An uglier seminar was this one:
But then I didn't expect much better. The chairman would ask very leading questions like, "Why buy power cable/interconnect exotica?" And the respondents (from Kimber, Kubala Sosna, Cardas, Shunyata) give their company line, sometimes verbatim from marketing materials. I would love to ask each of them, in turn, "How do you know?" Which is what I expect from a seminar.

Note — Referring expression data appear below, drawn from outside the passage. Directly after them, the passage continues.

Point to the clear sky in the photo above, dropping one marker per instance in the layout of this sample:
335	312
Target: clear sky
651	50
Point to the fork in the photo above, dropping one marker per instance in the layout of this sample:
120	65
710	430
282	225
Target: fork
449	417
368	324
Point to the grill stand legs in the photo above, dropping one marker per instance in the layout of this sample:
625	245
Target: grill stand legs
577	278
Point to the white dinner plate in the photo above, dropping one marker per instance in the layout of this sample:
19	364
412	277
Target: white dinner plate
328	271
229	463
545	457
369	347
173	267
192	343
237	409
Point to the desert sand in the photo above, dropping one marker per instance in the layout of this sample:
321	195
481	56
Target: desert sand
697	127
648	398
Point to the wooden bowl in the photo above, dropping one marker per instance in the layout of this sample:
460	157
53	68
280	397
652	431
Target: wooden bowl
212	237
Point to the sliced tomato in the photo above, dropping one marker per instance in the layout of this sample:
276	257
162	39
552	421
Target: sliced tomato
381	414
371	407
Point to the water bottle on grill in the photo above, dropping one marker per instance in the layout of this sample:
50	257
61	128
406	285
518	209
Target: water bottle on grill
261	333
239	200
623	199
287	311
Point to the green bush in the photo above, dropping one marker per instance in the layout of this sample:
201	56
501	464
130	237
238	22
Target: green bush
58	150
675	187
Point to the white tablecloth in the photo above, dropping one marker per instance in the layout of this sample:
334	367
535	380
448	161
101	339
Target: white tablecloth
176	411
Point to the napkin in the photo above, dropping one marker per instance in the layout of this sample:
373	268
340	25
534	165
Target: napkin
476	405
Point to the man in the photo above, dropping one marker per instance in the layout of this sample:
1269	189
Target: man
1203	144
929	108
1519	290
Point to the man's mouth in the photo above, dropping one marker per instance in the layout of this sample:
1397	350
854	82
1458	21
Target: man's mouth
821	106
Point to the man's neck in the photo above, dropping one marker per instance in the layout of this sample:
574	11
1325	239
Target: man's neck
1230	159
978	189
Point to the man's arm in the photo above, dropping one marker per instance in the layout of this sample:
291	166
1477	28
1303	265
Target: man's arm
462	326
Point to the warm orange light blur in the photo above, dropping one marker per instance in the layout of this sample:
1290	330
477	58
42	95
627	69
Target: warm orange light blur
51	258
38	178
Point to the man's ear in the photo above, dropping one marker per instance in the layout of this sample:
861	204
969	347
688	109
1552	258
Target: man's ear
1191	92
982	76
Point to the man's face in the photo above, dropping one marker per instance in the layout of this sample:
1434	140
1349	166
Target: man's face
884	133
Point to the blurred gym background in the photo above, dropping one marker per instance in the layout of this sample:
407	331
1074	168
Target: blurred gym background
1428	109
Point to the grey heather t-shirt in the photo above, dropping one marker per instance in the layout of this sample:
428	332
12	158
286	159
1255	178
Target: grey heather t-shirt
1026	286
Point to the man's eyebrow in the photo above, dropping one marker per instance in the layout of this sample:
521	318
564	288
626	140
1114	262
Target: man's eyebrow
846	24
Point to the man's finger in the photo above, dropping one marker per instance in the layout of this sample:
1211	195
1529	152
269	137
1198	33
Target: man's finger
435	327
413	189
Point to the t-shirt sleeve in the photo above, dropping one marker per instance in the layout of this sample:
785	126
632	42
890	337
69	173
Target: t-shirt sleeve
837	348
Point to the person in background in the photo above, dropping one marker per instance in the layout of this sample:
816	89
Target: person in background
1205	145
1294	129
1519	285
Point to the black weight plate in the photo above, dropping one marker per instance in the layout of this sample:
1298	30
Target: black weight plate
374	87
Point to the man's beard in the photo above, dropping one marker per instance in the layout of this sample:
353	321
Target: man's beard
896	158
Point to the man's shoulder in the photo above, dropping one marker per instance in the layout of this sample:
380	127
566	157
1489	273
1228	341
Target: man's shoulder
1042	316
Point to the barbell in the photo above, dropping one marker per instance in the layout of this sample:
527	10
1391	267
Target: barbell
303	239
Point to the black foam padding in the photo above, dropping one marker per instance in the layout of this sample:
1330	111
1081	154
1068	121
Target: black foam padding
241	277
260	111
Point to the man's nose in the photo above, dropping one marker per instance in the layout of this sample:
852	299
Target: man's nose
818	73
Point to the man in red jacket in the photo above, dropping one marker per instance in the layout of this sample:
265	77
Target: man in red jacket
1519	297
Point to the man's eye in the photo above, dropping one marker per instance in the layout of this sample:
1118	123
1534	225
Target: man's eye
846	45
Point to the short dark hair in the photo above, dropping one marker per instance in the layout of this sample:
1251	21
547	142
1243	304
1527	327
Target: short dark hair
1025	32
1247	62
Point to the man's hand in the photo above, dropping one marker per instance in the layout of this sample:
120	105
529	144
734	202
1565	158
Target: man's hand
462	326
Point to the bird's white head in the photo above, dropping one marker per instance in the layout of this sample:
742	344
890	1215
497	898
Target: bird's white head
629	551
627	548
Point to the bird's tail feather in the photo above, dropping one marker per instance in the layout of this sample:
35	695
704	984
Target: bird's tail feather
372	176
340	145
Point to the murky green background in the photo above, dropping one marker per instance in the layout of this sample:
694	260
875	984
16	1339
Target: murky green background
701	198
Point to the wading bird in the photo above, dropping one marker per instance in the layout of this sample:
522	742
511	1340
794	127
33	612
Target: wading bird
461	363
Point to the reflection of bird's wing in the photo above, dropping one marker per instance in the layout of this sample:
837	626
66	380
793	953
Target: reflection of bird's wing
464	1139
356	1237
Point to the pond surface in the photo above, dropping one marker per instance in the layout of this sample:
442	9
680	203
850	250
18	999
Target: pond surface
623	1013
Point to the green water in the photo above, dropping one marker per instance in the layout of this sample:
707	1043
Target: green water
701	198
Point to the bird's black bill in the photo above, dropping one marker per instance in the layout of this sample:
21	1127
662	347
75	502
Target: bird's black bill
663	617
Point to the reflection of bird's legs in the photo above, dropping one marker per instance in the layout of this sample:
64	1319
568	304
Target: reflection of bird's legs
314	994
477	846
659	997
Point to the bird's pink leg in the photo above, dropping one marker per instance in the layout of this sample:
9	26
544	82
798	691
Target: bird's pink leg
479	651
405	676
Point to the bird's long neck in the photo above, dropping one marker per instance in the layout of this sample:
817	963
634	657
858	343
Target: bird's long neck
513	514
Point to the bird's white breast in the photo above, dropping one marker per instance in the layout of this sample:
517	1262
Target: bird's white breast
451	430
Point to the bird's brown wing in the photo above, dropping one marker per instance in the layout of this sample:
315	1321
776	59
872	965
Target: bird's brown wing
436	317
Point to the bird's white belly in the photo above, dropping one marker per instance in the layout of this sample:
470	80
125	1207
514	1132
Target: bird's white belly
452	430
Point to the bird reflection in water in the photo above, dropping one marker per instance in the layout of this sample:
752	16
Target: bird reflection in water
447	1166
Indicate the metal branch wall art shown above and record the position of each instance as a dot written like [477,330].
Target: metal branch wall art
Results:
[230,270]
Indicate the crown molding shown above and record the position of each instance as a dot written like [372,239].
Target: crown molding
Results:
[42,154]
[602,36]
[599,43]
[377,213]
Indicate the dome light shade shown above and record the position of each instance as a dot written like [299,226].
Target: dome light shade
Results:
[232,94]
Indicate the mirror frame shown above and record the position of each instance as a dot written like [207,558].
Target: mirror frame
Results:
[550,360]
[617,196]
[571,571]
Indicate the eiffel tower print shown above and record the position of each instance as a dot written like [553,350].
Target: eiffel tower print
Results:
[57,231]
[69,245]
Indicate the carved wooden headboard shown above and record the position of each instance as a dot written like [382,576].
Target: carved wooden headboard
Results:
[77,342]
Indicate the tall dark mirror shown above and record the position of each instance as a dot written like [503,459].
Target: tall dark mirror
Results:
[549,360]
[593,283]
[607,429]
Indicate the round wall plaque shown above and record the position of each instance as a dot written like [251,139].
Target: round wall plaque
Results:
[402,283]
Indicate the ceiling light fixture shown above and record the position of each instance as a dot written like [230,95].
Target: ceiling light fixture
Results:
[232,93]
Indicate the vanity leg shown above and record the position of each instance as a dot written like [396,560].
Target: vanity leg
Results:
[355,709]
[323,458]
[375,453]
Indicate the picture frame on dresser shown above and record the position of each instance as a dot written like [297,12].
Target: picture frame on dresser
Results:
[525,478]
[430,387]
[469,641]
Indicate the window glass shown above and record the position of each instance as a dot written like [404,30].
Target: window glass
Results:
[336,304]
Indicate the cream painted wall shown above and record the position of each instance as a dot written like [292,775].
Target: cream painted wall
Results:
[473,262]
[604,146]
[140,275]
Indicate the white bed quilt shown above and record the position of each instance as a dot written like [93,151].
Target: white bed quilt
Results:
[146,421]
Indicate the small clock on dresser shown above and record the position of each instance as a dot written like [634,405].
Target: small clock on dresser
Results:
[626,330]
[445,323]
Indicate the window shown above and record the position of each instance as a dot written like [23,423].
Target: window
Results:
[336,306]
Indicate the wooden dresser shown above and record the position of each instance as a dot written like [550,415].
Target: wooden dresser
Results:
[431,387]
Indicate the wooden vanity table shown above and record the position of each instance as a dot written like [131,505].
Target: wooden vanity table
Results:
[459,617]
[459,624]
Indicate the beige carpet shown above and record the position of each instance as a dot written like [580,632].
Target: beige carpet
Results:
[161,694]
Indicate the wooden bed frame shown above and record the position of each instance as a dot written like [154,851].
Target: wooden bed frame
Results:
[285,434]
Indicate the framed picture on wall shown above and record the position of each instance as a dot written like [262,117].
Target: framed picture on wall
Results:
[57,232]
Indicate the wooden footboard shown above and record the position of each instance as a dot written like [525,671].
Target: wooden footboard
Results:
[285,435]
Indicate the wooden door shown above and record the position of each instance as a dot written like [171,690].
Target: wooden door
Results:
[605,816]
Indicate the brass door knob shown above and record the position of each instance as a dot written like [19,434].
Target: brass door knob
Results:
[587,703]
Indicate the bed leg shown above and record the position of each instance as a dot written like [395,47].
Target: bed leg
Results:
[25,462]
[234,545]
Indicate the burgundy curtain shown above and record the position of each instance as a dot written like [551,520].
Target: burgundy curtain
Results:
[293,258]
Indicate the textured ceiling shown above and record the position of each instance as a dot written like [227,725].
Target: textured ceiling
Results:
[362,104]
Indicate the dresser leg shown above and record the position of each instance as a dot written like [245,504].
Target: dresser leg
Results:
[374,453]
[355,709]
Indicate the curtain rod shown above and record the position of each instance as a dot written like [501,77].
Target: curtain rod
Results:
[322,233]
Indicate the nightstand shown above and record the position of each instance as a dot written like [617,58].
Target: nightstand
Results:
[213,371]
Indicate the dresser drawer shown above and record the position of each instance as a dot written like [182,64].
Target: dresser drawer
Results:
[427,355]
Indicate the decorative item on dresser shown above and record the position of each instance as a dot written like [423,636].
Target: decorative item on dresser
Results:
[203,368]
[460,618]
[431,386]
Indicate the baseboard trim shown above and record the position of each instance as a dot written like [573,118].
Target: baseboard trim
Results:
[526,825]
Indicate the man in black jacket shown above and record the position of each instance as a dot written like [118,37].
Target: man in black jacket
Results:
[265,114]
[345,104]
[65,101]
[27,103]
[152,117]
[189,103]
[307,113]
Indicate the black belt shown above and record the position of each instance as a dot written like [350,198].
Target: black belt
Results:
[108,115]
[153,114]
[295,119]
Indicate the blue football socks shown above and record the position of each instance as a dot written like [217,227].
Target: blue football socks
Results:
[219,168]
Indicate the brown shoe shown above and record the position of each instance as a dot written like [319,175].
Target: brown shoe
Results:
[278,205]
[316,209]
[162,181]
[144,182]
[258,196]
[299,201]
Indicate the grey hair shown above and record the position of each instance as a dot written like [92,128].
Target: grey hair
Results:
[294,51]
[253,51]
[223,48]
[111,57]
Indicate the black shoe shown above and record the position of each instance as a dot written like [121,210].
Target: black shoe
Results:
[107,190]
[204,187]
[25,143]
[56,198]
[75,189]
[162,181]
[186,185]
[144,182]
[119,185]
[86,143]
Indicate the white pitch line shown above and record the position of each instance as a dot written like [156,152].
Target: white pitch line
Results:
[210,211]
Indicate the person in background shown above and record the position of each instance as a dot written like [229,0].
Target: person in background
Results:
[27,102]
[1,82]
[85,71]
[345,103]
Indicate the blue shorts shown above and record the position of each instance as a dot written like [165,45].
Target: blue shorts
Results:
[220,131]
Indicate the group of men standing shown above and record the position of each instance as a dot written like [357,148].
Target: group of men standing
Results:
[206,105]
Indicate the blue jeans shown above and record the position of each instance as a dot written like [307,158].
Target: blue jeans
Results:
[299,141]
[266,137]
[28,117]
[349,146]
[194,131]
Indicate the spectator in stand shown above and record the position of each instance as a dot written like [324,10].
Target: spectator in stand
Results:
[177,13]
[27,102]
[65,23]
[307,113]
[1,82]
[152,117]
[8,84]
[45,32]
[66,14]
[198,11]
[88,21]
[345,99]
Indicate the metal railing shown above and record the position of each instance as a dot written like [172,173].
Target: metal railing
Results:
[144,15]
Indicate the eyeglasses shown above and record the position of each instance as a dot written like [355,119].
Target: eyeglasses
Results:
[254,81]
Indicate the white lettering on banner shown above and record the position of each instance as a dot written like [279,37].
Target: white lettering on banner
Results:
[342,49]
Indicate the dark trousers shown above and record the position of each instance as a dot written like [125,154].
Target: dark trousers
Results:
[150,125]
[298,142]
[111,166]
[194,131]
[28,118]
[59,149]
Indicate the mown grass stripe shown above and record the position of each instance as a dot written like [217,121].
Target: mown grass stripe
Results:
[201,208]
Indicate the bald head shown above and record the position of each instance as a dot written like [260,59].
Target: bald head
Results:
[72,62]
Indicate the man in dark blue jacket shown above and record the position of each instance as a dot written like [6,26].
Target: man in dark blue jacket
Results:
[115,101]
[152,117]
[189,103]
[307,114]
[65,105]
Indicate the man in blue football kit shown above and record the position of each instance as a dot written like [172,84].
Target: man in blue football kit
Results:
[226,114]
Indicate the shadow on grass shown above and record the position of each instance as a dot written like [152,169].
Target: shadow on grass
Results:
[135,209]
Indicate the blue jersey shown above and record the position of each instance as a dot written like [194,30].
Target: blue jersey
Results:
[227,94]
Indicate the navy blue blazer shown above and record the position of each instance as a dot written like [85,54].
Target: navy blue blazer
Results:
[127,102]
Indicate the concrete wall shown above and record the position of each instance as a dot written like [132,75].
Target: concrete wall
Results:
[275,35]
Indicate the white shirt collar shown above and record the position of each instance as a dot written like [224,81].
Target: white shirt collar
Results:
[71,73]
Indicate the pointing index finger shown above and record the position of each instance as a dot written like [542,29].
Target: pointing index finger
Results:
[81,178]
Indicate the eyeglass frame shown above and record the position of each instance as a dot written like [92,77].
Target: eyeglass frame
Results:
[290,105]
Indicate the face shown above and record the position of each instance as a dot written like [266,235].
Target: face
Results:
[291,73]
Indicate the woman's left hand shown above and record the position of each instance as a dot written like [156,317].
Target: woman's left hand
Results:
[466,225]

In my daily work I'm an intrusive sort of analyst. I basically read docs and then interview senior managers about how they run their business ops, how they structure certain things. One of the usual runarounds when I'm asking a pointed question is "I don't have the information right now—I'll get it to you as soon as I have time." At which point I press them (either at the meeting or offline, later on) until I get a point-blank refusal or that revealing bit of info. I've idly imagined doing the same thing with audio manufacturers and making the findings public, basically like an independent review of the whole business, but then there's no reason to let me in.

I get that there is so much money and legal obligation tied into everything that saying too much about your product is tantamount to giving the business away. That's almost the history of the industry. Frederick Hunt, who wrote a small history of transducer design in the introduction to Electroacoustics (1954), said in complete seriousness that a large part of the material he mined to establish a clear sense of design changes and innovations was found in various patent offices (i.e., and not in academic libraries). There's not many people with the skill and knowledge able to evaluate those designs and and give them their historical place. Hunt is unique in that sense. And I don't know of any texts outside of this one that were written to examine the evolution of knowledge in this field. Most of what I've found are technical manuals or papers, and the "historical" part happens in me, as I note the changes from design to design or topic to topic.

All this is to say that there is a lot of reliance on expertise, and that reliance has in some sense saturated the market. It's probably why some people feel so terribly guilty when they reach a certain breaking point, since concluding that you made the wrong buying decision because you were too reliant on some authority quickly spreads to touch almost everything.

I read a lot so you can expect more stuff like this. If you need it in one sentence it's that, despite all the reasons not to, I'd like a franker sort of conversation. It would likely help some people feel better and be a bit calmer. The least you can offer someone is clarity (instead of a promise of improvement). It's why I like ASR.

"Going down the road feeling bad about spending too........" never mind you may be able to turn it into a blues hit.